Wie bist du auf Gossipa gekommen?
Gossipa ist ein bisschen dank Reto Hanselmann entstanden. Ich war regelmässiger Gast an der Arosa Gay Ski Week. An einem Tag war das Motto «Drag-Fun-Ski-Race» gewesen und da war ich zum ersten Mal als Frau unterwegs. In Arosa entstand auch meine Freundschaft zu Alf Heller. Als er 2015 geheiratet hat, hatten ich und meine Chalet-Leute einen Auftritt im Fummel. Wir posteten davon ein Foto auf Instagram, welches Reto gesehen hatte. Deswegen lud er mich ein, seine Gäste im Dirndl zu unterhalten. Als ich nach einem Dirndl gegoogelt habe, fand ich per Zufall diese fancy Schaumstoffperücke – und so wurde Gossipa geboren.

Was genau ist Gossipa für dich?
Gossipa ist eine extremere Version von mir. Mit ihr kann ich gezielter, frecher und pointierter reagieren, was ich mich vielleicht als abgeschminkter Schweizer manchmal nicht ganz getraue. Aber ich merke immer wieder, dass Gossipa und Lou sich sehr ähnlich sind.

Was ermöglicht dir die Figur Gossipa?
Ich kann mich noch gezielter für die Community engagieren, sei es für das Anti-Diskriminierungsgesetz, Ehe für alle, aber auch Sex Prävention. All dies ist mit und als Gossipa einfacher.

Erkennen dich die Leute, wenn du als Lou unterwegs bist?
Mittlerweile schon, weil ich mich auch ungeschminkt als Lou auf dem Facebook- und Instagram-Kanal von Gossipa zeige. Da fragt mich dann die Frau Müller in der Migros am Limmatplatz, ob die Perücke heute zuhause bleiben musste (lacht). Ich sehe mich aber nicht als Prominenten, sondern als Künstler und Entertainer. Auf der Toilette stinkst bei mir genau gleich, wie bei Herrn und Frau Müller. 😉

Bild von Lou Limacher/Gossipa

Wie entscheidest du, ob du als Lou oder Gossipa an einen Event gehst?
Ganz einfach, wenn man mich zahlt. Gratis schminken mache ich nur, wenn es Prävention oder Charity ist. Der Aufwand ist sehr gross. Perücke, Make-up und Kleider in grossen Grössen sind nicht billig. Bei einem unbezahlten PR-Event, bei dem ein Medienwert rausschaut, geht Gossipa natürlich gern hin. Aber für jede x beliebige Geburtstagsparty ist dieser Aufwand nicht möglich.

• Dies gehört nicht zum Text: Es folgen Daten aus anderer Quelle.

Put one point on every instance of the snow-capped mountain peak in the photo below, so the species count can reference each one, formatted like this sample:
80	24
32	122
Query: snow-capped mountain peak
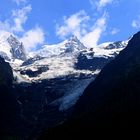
67	47
74	45
11	48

Wo holst du dir deine Inspiration?
Meine Inspiration hole ich mir im Alltag, im Gespräch mit meiner Familie und Freunden. Ich bin ein Social Media Kind, folge internationalen Stars und finde da auch Dinge, die ich in der Schweiz zeigen möchte. Meine Kreativität ist sicher ein Steckenpferd!

Was an Gossipa macht dir am meisten Spass?
Die bessere Frage wäre, was mir am wenigsten Spass macht. Die zweieinhalb Stunden im Bad, bevor ich das Haus als Gossipa verlassen kann (lacht). Es hat zwar auch etwas meditatives, aber nach vier Abenden in der Woche brennt dir das Gesicht auch einfach irgendwann vom Make-up. Aber du fragst ja nach dem Spass. Den habe ich, wenn ich Menschen unterhalten und ihnen etwas mitgeben kann – sei es zum Thema Prävention oder einfach mal das Leben da draussen ein wenig anders wahrzunehmen und nicht nur schwarz-weiss zu denken. Manchmal mag ich es auch die Leute ein wenig vor den Kopf zu stossen, wenn Gossipa beim Vorbelaufen einfach jemanden anspricht.  

Bild von Lou Limacher/Gossipa

Welcher Auftritt als Gossipa bleibt dir für immer in Erinnerung?
Schwierige Frage. In diesen fünf Jahren sind so viele tolle Dinge passiert. Von Promi-Dinner bis die Pride moderieren vor 50’000 Leuten oder das ehrwürdige Bernhard Theater mit einer Misswahl aufleben lassen sowie der dieses Jahr zum letzten Mal stattgefundene Life Ball in Wien. Ich habe viele coole Sachen erlebt, da gibt es nicht nur einen speziellen Auftritt.

Wie reagieren die Leute auf dich?
Es kommt darauf an, welche Mondphase gerade ist. Bei Vollmond kriege ich oft dumme Sprüche, wenn ich vorbeigehe. Es gibt aber ganz schöne Situationen. Zum Beispiel als ich für die Sendung «Boser und Böser» um den Mittag durch den Kreis 5 ins Fernsehstudio gegangen bin und die Kinder aus der Schule kamen. Dann hörte ich sie sagen: «Mami schau die Prinzessin oder die Lego-Frau». So herzig. Dies sensibilisiert und die Kinder lernen, dass es auch Menschen gibt, die vielleicht ein bisschen anders sind, aber denen man trotzdem mit Respekt und Freude begegnen kann. Das Schönste ist, wenn ich diesen Kindern ein Lächeln aufs Gesicht zaubern kann.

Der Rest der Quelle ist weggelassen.